IF 2.6 3区 医学 Q3 PHARMACOLOGY & PHARMACY Pub Date : 2024-02-29 DOI: 10.1097/YIC.0000000000000541
Francesca Legnani, Lorenzo Tassi, Teresa Surace, Enrico Capuzzi, Alice Caldiroli, Massimo Clerici, Massimiliano Buoli

Depressive disorders are disabling conditions that account for high social costs. Pilates demonstrated to have several beneficial effects on health. Objective of this manuscript was to systematically review the literature about the effects of Pilates on depressive disorders. A bibliographic search was conducted in the main database sources (Pubmed, Medline, and Scopus). The inclusion criteria consisted of articles written in English language about the effectiveness of Pilates on depressive symptoms. Most of included studies are randomized controlled trials (10 out of 12). The available literature agrees in indicating that Pilates is effective in improving depressive symptoms especially when compared to inactivity and when this practice is administered for a medium-long period (8-16 weeks). In addition, Pilates seems to have at least comparable effectiveness than aerobic exercise. Pilates can be considered a reliable complementary treatment for people with depressive disorders. These findings should be interpreted considering the different types of practice administered as well as the different duration of the programs or rating scales used to assess mood symptoms. Studies with a more homogenous design are needed to confirm and make generalizable the results presented in this review.

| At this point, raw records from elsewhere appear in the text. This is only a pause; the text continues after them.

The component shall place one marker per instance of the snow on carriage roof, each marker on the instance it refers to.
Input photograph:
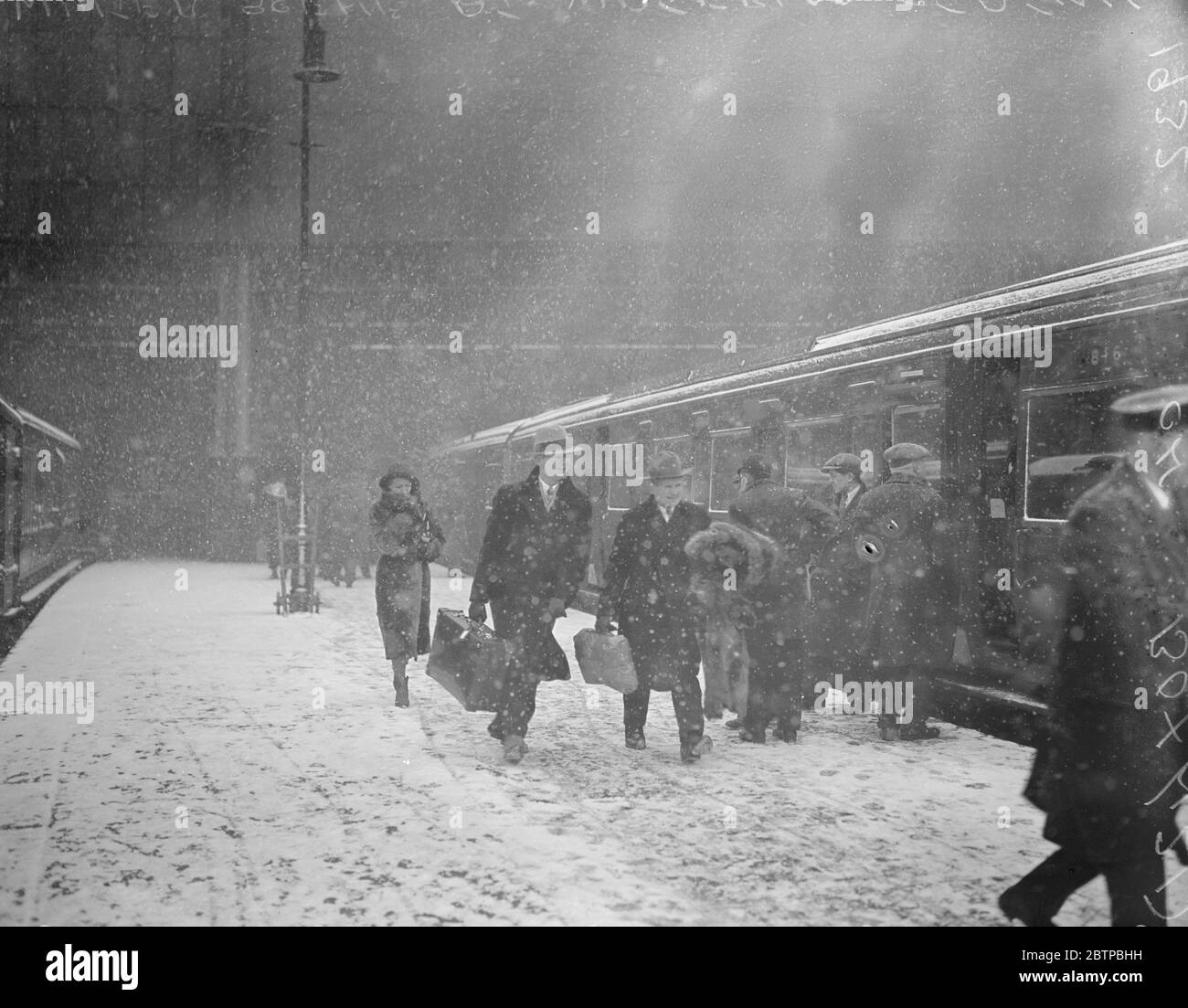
(997, 303)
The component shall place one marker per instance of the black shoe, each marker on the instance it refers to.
(497, 732)
(694, 749)
(1013, 907)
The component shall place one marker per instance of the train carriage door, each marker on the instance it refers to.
(727, 450)
(1068, 445)
(984, 398)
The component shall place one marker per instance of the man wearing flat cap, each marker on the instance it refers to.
(648, 581)
(840, 581)
(1113, 766)
(531, 565)
(901, 529)
(777, 643)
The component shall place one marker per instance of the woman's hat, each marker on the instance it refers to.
(396, 472)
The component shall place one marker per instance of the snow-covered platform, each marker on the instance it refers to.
(249, 768)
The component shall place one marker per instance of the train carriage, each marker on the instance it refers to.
(1018, 437)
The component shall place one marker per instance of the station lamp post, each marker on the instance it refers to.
(312, 71)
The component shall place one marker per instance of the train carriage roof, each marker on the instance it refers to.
(23, 418)
(1080, 283)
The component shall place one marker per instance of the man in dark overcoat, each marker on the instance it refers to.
(911, 619)
(840, 581)
(777, 643)
(648, 581)
(1116, 763)
(531, 566)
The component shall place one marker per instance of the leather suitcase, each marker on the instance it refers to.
(605, 660)
(468, 660)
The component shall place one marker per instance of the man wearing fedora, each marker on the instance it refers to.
(777, 642)
(648, 581)
(840, 580)
(531, 565)
(901, 529)
(1112, 770)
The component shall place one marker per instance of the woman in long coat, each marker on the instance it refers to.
(408, 537)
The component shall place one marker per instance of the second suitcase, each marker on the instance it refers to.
(468, 660)
(605, 659)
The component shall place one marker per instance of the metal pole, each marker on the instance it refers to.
(304, 356)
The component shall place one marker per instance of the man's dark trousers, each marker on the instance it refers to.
(685, 704)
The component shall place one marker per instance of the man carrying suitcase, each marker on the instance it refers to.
(530, 568)
(648, 591)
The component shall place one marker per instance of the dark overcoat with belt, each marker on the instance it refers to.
(648, 581)
(408, 537)
(840, 585)
(1115, 768)
(911, 616)
(531, 561)
(800, 526)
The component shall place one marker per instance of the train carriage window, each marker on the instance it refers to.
(1070, 445)
(921, 426)
(680, 445)
(727, 451)
(811, 445)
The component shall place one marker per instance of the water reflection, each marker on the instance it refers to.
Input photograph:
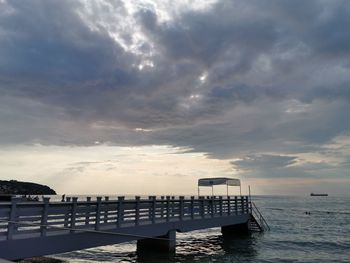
(213, 248)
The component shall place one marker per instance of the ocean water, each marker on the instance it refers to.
(322, 235)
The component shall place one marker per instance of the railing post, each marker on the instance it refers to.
(98, 212)
(167, 208)
(202, 200)
(153, 198)
(172, 206)
(192, 207)
(44, 215)
(66, 217)
(73, 214)
(87, 212)
(137, 210)
(181, 213)
(247, 204)
(11, 227)
(220, 205)
(162, 207)
(236, 205)
(105, 212)
(228, 205)
(120, 211)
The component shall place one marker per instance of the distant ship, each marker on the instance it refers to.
(312, 194)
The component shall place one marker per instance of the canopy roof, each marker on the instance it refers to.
(219, 181)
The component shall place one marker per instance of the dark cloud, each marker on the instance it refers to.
(234, 79)
(264, 162)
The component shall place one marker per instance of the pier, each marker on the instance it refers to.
(29, 229)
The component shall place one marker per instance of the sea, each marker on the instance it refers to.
(303, 229)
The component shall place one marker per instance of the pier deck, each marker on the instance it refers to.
(30, 229)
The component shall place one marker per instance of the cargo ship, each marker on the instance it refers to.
(312, 194)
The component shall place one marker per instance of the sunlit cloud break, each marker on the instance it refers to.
(258, 87)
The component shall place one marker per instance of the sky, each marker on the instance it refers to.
(146, 97)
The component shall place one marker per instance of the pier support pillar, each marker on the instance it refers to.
(235, 229)
(166, 243)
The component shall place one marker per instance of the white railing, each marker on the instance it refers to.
(22, 219)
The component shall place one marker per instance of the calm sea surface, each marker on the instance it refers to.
(295, 236)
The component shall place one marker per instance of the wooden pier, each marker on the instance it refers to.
(29, 229)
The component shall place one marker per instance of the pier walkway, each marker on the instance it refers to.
(29, 229)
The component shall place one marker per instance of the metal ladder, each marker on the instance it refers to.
(257, 222)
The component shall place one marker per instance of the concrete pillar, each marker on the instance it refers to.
(167, 244)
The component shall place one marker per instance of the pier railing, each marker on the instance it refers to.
(44, 218)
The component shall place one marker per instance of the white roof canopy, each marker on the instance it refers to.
(210, 182)
(219, 181)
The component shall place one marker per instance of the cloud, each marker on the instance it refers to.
(265, 162)
(233, 79)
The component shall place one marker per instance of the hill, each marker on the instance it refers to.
(24, 188)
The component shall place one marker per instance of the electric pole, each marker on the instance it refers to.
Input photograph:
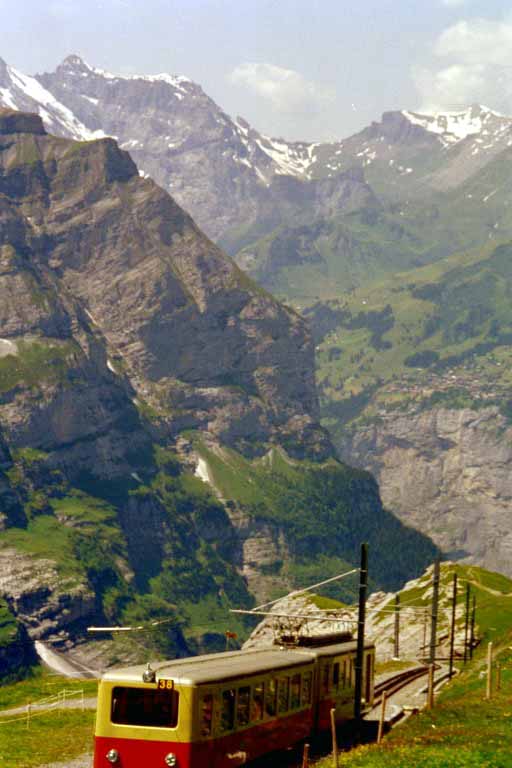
(363, 584)
(472, 631)
(435, 611)
(452, 628)
(466, 624)
(396, 652)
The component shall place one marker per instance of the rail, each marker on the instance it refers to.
(397, 682)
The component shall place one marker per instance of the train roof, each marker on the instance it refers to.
(217, 667)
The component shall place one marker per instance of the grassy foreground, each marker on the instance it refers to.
(54, 736)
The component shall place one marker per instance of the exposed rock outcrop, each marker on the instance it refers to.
(448, 473)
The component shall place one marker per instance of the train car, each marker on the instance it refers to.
(225, 709)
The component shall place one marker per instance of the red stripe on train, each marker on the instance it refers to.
(224, 752)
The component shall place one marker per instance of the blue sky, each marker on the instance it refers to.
(312, 69)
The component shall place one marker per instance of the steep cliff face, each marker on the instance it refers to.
(131, 349)
(105, 263)
(448, 474)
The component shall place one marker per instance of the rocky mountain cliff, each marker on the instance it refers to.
(133, 352)
(447, 473)
(318, 224)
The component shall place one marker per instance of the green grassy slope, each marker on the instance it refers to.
(452, 316)
(325, 512)
(464, 730)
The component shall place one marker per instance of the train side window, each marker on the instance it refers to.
(227, 714)
(284, 694)
(307, 686)
(335, 675)
(295, 692)
(144, 706)
(258, 697)
(206, 714)
(271, 698)
(325, 680)
(244, 701)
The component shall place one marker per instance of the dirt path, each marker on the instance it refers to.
(84, 761)
(64, 665)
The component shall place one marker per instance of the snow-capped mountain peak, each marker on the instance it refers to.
(22, 92)
(76, 66)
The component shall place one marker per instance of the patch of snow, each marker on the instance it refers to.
(202, 471)
(130, 144)
(7, 348)
(488, 197)
(290, 159)
(6, 97)
(90, 316)
(90, 98)
(50, 108)
(452, 127)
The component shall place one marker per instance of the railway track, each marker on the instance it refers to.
(397, 682)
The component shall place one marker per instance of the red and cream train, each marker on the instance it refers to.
(224, 709)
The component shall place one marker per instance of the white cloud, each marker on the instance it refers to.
(472, 64)
(286, 89)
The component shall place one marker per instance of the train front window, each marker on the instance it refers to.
(244, 700)
(325, 680)
(335, 675)
(257, 702)
(145, 706)
(295, 692)
(206, 710)
(284, 694)
(306, 688)
(271, 698)
(227, 715)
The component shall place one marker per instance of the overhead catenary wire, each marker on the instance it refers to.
(297, 592)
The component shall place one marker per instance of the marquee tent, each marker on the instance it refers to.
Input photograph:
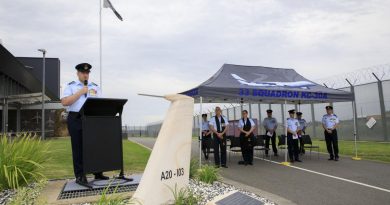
(257, 84)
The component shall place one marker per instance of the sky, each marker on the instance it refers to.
(164, 47)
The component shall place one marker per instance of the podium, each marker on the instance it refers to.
(102, 135)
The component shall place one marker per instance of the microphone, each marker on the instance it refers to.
(85, 84)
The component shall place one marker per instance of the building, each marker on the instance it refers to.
(21, 93)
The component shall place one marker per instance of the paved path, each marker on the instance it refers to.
(315, 181)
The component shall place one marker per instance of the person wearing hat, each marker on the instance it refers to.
(292, 137)
(219, 127)
(206, 136)
(74, 96)
(330, 122)
(270, 124)
(247, 138)
(302, 128)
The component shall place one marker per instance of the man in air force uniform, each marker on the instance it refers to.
(247, 138)
(74, 96)
(292, 137)
(219, 127)
(330, 122)
(270, 124)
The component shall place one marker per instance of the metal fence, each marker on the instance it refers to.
(372, 100)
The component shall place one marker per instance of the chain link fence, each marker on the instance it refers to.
(368, 95)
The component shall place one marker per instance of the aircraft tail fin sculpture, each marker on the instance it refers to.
(169, 162)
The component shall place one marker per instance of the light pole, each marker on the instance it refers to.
(43, 93)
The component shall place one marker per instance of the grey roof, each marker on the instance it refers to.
(239, 83)
(13, 68)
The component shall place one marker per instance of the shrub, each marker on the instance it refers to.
(29, 195)
(21, 160)
(194, 166)
(208, 174)
(184, 196)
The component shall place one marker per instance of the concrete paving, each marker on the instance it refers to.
(315, 181)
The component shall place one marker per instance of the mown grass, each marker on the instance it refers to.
(376, 151)
(60, 165)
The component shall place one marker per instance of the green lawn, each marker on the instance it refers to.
(366, 150)
(135, 158)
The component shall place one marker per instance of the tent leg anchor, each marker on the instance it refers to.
(285, 163)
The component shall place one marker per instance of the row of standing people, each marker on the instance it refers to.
(216, 128)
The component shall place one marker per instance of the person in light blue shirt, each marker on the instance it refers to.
(292, 137)
(330, 121)
(74, 97)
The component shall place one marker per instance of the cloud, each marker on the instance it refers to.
(164, 47)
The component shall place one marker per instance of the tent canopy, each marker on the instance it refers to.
(238, 83)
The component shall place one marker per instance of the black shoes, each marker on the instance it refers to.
(101, 176)
(82, 180)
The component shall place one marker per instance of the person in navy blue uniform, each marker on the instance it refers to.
(206, 136)
(74, 96)
(270, 125)
(247, 138)
(219, 126)
(292, 137)
(330, 122)
(302, 131)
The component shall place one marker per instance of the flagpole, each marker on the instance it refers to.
(100, 45)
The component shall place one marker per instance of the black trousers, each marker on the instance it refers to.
(206, 142)
(76, 137)
(247, 147)
(332, 143)
(273, 141)
(219, 147)
(293, 149)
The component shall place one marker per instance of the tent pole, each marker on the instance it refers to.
(354, 119)
(200, 131)
(354, 130)
(285, 133)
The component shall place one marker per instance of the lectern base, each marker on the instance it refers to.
(73, 190)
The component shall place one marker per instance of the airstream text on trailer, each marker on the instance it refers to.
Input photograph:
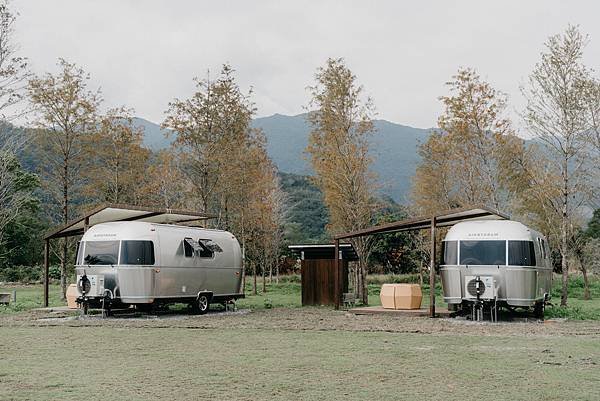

抑郁症是一种致残性疾病,造成的社会成本很高。普拉提被证明对健康有多种益处。本手稿旨在系统回顾有关普拉提对抑郁症影响的文献。我们在主要数据库来源(Pubmed、Medline 和 Scopus)中进行了文献检索。纳入标准包括用英语撰写的有关普拉提对抑郁症状影响的文章。大部分纳入的研究都是随机对照试验(12 项中的 10 项)。现有文献一致表明,普拉提能有效改善抑郁症状,尤其是与不运动相比,而且练习时间为中长期(8-16 周)。此外,普拉提的效果似乎至少与有氧运动相当。普拉提可被视为抑郁症患者的一种可靠的辅助治疗方法。在解释这些研究结果时,应考虑到所实施的不同练习类型、项目持续时间或用于评估情绪症状的评分量表的不同。要想证实本综述的结果并使其具有普遍性,还需要进行设计更加统一的研究。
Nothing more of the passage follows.